It is true that the Methodist Center contains what purports to be the dessicated thumb of famous Methodist evangelist George Whitefield. Nobody knows how it got there, though various 'relics' of Whitefield were apparently pilfered from his tomb. The thumb lives in a glass display case.

The thumb has also been featured in Christian History and Biography (Winter 2004) and The Chronicle of Higher Education (October 28, 2005).

That's the only actual body part, although the Methodist Library does have Wesley's death mask (making death masks was actually a fairly common 18th-century way of memorializing the dead).

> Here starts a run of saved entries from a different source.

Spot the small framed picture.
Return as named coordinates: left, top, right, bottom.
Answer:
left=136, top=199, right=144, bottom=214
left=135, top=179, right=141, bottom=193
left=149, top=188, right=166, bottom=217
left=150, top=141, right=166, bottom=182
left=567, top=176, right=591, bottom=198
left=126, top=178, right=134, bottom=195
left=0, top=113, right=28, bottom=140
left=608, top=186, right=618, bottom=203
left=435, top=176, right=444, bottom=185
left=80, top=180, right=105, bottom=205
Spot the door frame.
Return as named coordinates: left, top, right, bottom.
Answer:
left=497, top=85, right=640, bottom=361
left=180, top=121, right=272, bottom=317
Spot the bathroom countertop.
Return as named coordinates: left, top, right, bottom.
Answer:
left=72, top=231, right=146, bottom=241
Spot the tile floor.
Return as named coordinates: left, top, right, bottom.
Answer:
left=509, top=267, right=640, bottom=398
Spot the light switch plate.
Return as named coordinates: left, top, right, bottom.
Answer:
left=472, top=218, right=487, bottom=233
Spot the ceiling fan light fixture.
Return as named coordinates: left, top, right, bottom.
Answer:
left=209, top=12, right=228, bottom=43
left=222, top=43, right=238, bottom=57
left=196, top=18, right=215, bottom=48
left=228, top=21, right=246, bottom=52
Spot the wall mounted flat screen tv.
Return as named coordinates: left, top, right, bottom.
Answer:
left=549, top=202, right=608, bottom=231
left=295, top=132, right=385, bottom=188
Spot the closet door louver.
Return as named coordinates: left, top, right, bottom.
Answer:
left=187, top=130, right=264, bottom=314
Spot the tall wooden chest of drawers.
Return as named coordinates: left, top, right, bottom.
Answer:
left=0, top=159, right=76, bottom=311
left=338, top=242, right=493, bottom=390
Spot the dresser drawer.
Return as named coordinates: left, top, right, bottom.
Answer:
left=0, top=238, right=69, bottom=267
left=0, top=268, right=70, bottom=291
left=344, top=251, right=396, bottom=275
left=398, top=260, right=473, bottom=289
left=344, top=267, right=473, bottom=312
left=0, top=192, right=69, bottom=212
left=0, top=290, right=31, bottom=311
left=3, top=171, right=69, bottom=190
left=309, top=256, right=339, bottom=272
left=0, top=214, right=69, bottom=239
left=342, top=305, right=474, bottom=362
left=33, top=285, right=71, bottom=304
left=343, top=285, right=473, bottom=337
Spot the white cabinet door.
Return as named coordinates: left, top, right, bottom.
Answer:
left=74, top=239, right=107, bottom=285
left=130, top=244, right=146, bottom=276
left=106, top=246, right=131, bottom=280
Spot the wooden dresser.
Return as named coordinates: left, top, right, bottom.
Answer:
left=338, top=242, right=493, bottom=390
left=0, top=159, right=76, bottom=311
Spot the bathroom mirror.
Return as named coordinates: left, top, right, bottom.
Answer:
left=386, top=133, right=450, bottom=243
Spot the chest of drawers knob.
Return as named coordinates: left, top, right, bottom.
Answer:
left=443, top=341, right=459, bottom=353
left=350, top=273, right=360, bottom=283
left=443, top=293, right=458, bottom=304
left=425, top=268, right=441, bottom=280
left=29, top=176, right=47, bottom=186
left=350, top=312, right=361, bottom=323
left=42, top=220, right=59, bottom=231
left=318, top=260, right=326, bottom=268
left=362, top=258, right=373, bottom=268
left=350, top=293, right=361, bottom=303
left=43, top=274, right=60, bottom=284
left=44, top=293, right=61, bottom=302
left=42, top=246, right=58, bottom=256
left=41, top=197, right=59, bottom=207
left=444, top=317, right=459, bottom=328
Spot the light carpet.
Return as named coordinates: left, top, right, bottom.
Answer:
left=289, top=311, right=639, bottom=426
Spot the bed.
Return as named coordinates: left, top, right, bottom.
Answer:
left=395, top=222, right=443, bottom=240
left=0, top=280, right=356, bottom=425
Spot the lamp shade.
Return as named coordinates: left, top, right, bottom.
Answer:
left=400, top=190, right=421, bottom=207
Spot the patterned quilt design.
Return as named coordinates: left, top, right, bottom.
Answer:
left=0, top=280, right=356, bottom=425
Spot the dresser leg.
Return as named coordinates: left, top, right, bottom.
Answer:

Also, the archives of the Greater New Jersey Annual Conference, which are in the Methodist Library building, have the shoes of a woman who was struck by lightning and survived.

– Adapted from a blog post by Jennifer Woodruff Tait, former Methodist Librarian

Resources

"Bring me the thumb of George Whitfield," Christian History & Biography, Issue 81 (Winter 2004), page 9.

Scott Carlson. "What's the Most Unusual Item in Your Special Collections?" Chronicle of Higher Education, Vol. 52 Issue 10 (10/28/2005), page A6.

Thomas A. Tweed, "John Wesley Slept Here: American Shrines and American Methodists," Numen, Vol. 47, No. 1 (2000), pp. 41-68.